# expat to NZ



## wanderer46 (Jan 4, 2011)

okay and hello,
I'm retired and don't want to work to get into NZ. I can support myself,pay for my own health care, I've had several trips to NZ and I love it! But in reality do I have a chance or do I need to start being realistic and looking elsewhere to get out of the States 
Thanks to all of you out there who have any suggestions for me


----------



## topcat83 (Apr 16, 2009)

wanderer46 said:


> okay and hello,
> I'm retired and don't want to work to get into NZ. I can support myself,pay for my own health care, I've had several trips to NZ and I love it!
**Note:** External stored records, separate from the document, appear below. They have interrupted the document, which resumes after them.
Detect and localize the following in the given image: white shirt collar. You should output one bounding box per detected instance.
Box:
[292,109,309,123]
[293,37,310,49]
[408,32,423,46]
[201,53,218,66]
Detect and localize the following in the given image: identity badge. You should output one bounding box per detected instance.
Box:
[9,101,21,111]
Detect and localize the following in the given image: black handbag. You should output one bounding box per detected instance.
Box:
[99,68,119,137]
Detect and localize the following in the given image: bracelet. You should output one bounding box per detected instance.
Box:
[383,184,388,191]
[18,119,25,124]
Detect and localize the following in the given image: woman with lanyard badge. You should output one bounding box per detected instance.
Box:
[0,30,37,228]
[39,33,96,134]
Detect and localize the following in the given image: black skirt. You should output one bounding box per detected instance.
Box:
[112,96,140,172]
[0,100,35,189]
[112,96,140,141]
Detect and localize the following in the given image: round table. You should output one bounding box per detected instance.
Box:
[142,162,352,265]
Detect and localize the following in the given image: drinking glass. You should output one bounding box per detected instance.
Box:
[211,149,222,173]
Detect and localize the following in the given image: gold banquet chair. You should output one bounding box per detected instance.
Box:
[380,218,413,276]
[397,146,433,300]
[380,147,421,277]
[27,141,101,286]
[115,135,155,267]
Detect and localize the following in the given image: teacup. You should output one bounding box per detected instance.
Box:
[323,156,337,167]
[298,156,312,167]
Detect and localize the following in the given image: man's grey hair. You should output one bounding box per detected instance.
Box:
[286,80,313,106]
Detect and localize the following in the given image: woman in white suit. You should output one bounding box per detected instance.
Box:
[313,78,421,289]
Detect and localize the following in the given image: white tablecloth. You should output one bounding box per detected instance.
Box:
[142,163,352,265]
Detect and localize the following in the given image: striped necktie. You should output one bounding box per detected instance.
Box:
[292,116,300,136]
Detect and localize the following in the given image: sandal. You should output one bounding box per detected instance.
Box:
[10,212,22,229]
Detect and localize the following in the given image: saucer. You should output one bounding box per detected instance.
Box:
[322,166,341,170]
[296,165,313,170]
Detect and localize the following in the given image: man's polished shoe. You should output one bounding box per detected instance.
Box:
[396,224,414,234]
But in reality do I have a chance or do I need to start being realistic and looking elsewhere to get out of the States
> Thanks to all of you out there who have any suggestions for me


Hi Wanderer - welcome to the Forum.

There is a category for investors who want to retire to NZ - but it ain't cheap! You'll need $1.25 million up front, and another $60k per year. See Temporary Retirement Category


----------



## wanderer46 (Jan 4, 2011)

hey, top cat, thanks for the info. I was afraid it was going to be bad news so I'll now cross NZ off my list of possibilities. I want out of the US for a couple of years soooooo are there any suggestions now that NZ it not going to be the place. thanks to all of you with ideas


----------